After taking disastrous exams in college, you could usually hear someone say, "Well, it's not the end of the world, just the end of a career." While I haven't taken any disastrous exams, I am at the end of a career. I'm off today due to Texas Independence Day, but tomorrow I will officially tender my letter of resignation with my intent to retire on March 31st. I haven't shed any tears typing up the letter, though I'm sure some will come before I leave, but it's a scary, exciting thing to do, especially in this economy.
25 years ago, my wife and I left our jobs, home and her family in Kentucky to move to Texas and hopefully find a job. We had no prospects or opportunities except to move in with my parents in Odessa, Texas. They were kind enough to let us stay with them for 4 months until I got the job I had hoped I would get with the State of Texas. Though I've had disagreements and disappointments with my time, it's been good, or maybe better to say it's been good for me.

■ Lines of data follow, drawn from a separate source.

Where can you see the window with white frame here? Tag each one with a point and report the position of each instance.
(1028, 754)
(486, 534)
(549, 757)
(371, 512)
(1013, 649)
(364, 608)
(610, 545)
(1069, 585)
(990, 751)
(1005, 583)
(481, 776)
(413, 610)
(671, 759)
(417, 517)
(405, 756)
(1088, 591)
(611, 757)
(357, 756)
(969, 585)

Now, at 53 years old, I find myself facing unemployment while I endeavor to start over again, yet, as Joseph Smith said, "I am calm as a summer's morn." Sure, I know that John D. Lee spoke those word before he was executed, but I feel the same peace I did 25 years ago as I faced the then unknown. I am confident as I trust in the Lord, that He knows exactly what I will be doing in the future, just as He always has, and will watch over me.